Since the Mimic (13.2.x) release, Ceph includes the telemetry module. This (opt-in) component sends anonymous, non-identifiable metrics about the cluster back to the Ceph project. These include for example high-level summaries of pool configuration, number of nodes and OSDs, as well Ceph, OS, kernel versions, crashes encountered, and total cluster capacity. More details are available in a previous blog post.

This module is not yet widely enabled, and the data reported is still evolving and under refinement. As a storage system, we are taking a careful approach with strong emphasis on privacy.

To understand which reports would be beneficial to developers and the community at large, we made our first steps through manual exploration, based on current support incidents. And we were positively surprised that already, the data proved useful!

Early findings

At the time of this writing in July 2019, some 320 clusters reported, at some point in their lifecycle, their status to our telemetry service. These clusters jointly hosted over 40 petabytes of data on over 10000 OSDs. Given how few clusters have the module enabled so far, and how many of those might be lab or development clusters, it’s too early to draw too many conclusions from this data.

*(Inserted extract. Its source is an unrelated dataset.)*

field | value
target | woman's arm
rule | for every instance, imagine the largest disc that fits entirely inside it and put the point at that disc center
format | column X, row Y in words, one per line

However, during exploration, an oddity was noticed that was surprising even under those caveats - a number of clusters reported some of their pools using a pg_num setting that was not a power of two:

While the distribution clearly shows the expected bias towards powers of two, just over 4% of all pools did not follow this recommendation. One might speculate that since telemetry needs to be explicitly enabled still, these users are slightly more familiar with Ceph than average and thus this percentage might be even higher in the field at large.

Let’s take a look at why this matters, and the actions this insight triggered.

Data placement in Ceph

A quick refresher

Ultimately, all data stored on a Ceph cluster - whether through RBD, iSCSI, CephFS, Samba, NFS, S3, Swift, or the low-level librados protocol - are mapped to low-level RADOS objects within pools. Large entities are sliced up into many smaller objects; 4 MiB by default. A full 1 terabyte RBD would, for example, result in 262144 objects of four megabytes each in the RADOS cluster. Since 4 MiB is small compared to modern storage device sizes, this is fairly fine-grained.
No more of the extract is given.